Again,Sex Educationis revolutionary as it doesn’t shy away from depicting how sexual assault can change you as a person. In one of the most powerful scenes in the series, Aimee explains to Jean that she just wants to feel like the “old” and “smiley” Aimee again, blaming her happy disposition and smiling at the perpetrator as the reason she was assaulted. Jean tells Aimee that she may never be the same again, but that that is okay and from processing her trauma she can gain clarity on the event. Importantly, Jean adds that “what that man did to you on the bus has nothing to do with your smile, or your personality, and is only about him. And it is absolutely not your fault.”
Every survivor of assault and harassment should watch this scene and absorb Jean’s words. It is so vital for survivors to hear they are not to blame for their assault in such direct terms, as so many internalize their feelings of guilt and shame, believing their actions resulted in their assault.

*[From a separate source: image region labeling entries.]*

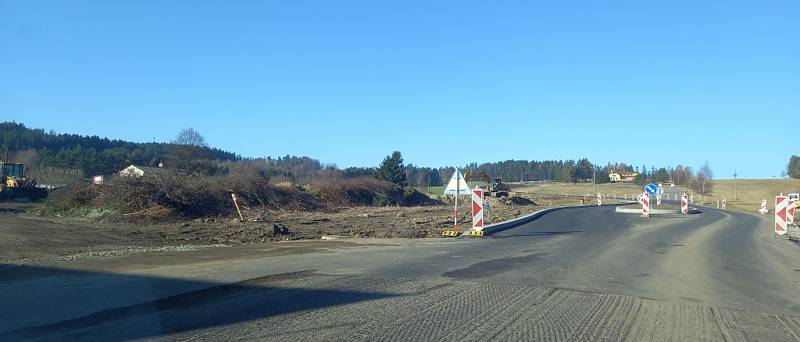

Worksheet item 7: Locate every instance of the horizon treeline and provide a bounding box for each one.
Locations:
[0,122,712,192]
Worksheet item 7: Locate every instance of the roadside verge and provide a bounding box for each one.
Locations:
[483,202,635,235]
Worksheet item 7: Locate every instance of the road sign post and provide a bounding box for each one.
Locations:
[681,192,689,215]
[641,192,650,217]
[775,196,788,235]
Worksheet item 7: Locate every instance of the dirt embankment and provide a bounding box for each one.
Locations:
[0,197,592,264]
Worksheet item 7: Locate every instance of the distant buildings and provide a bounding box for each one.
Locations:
[608,171,639,183]
[119,164,166,177]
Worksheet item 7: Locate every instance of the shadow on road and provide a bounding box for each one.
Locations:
[491,230,583,239]
[0,265,397,341]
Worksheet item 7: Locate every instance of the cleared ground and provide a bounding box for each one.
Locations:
[0,196,578,265]
[0,203,800,341]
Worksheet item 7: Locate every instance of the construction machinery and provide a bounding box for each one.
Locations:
[464,171,511,197]
[0,161,47,200]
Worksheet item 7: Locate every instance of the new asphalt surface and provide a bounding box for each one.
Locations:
[0,207,800,341]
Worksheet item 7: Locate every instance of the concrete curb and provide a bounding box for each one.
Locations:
[615,208,681,215]
[615,207,702,217]
[476,202,636,235]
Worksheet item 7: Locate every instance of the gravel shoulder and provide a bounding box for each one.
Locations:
[0,196,596,265]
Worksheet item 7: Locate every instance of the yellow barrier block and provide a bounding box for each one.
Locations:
[442,230,461,237]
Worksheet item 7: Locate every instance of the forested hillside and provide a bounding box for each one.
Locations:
[0,122,241,183]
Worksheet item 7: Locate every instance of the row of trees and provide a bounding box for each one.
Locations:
[0,122,242,177]
[0,122,720,192]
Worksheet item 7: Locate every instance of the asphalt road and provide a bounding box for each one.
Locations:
[0,207,800,341]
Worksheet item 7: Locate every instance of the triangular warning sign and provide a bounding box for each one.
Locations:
[444,169,472,196]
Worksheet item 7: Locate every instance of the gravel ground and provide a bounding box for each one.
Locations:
[0,196,600,265]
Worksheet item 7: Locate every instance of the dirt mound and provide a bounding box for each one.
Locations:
[42,174,436,219]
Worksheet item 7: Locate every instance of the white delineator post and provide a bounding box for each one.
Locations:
[231,193,244,222]
[453,168,461,228]
[472,188,484,230]
[775,196,788,235]
[681,193,689,215]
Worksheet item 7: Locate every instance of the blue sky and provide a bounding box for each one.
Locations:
[0,0,800,178]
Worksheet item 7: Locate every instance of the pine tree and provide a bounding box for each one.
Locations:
[375,151,407,187]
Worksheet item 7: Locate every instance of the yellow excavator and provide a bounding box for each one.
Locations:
[464,171,511,197]
[0,161,47,201]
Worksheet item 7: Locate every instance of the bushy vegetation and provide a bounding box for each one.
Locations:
[44,173,433,219]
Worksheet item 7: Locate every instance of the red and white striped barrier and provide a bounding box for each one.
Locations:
[640,192,650,217]
[472,189,483,230]
[758,199,769,215]
[681,193,689,215]
[775,196,789,235]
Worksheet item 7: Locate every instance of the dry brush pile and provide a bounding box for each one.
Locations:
[45,174,435,219]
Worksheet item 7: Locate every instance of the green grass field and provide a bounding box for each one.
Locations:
[706,179,800,213]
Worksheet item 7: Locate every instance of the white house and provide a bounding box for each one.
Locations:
[119,164,166,177]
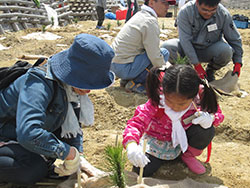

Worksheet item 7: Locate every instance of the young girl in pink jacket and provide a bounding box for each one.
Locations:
[123,65,224,176]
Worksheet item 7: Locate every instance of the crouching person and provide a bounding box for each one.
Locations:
[0,34,114,185]
[123,65,224,176]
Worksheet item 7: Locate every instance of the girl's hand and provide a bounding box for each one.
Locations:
[192,111,214,129]
[126,142,150,167]
[54,147,80,176]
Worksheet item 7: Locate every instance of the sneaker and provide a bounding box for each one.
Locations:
[125,80,146,94]
[120,79,129,88]
[95,25,105,30]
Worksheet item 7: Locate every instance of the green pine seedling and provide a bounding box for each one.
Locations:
[105,144,126,188]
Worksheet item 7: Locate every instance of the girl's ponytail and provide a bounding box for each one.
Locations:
[200,80,218,113]
[146,67,165,106]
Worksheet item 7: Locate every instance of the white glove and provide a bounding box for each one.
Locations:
[127,142,150,168]
[192,111,214,129]
[54,147,80,176]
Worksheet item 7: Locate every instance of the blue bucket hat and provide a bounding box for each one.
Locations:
[49,34,115,90]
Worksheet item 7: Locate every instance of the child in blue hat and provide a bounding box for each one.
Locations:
[0,34,115,185]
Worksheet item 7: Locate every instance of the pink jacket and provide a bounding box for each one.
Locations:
[122,100,224,147]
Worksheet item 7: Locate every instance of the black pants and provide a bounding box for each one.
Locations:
[133,125,215,177]
[0,144,48,185]
[96,6,104,26]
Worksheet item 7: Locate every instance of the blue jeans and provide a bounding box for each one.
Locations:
[110,48,169,80]
[0,144,48,185]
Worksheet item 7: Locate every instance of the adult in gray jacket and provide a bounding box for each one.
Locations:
[111,0,175,93]
[162,0,243,81]
[0,34,114,185]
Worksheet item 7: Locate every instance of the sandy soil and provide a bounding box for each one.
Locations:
[0,10,250,188]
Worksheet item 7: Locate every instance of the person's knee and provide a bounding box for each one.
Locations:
[186,125,215,150]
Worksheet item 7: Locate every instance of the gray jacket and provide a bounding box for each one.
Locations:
[177,1,243,64]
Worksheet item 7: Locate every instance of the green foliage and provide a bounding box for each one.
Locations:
[174,53,189,65]
[105,144,126,188]
[107,23,111,30]
[116,20,122,27]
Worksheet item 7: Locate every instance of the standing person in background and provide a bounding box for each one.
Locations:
[0,34,115,185]
[111,0,175,94]
[123,65,224,177]
[125,0,139,23]
[161,0,243,81]
[96,0,106,29]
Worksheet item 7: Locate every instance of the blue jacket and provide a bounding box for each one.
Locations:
[0,63,83,160]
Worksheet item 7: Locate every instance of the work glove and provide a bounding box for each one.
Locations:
[194,64,207,79]
[232,63,241,77]
[126,142,150,168]
[192,111,214,129]
[54,147,80,176]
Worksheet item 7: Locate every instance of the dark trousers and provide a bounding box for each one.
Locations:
[133,125,215,177]
[125,0,139,22]
[0,144,48,185]
[96,6,104,26]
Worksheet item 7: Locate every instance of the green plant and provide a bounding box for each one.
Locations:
[174,53,189,65]
[105,144,126,188]
[107,23,111,30]
[116,20,122,27]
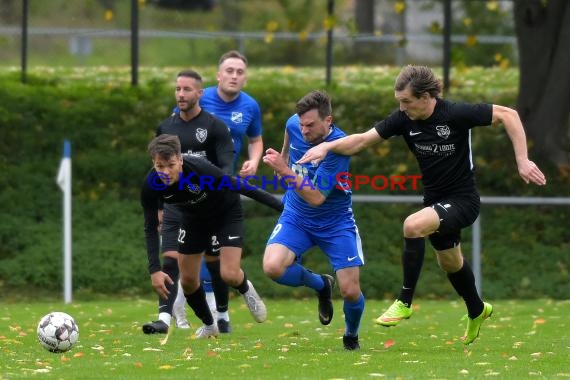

Aimee’s storyline is a real depiction of surviving assault, of minimizing and suppressing trauma, withdrawing from physical intimacy, blaming yourself and seeking help to process trauma. It helps women understand and accept their feelings from personal traumatic experiences and assaults, to see that they are not alone, that they are not to blame, and to understand there are support systems and services.
In the public discourse, trauma from sexual assault is only valid when it is rape; however, Aimee emphasizes the falsehood of this. All assaults are traumatic, and all survivors deserve to be supported, believed, and respected.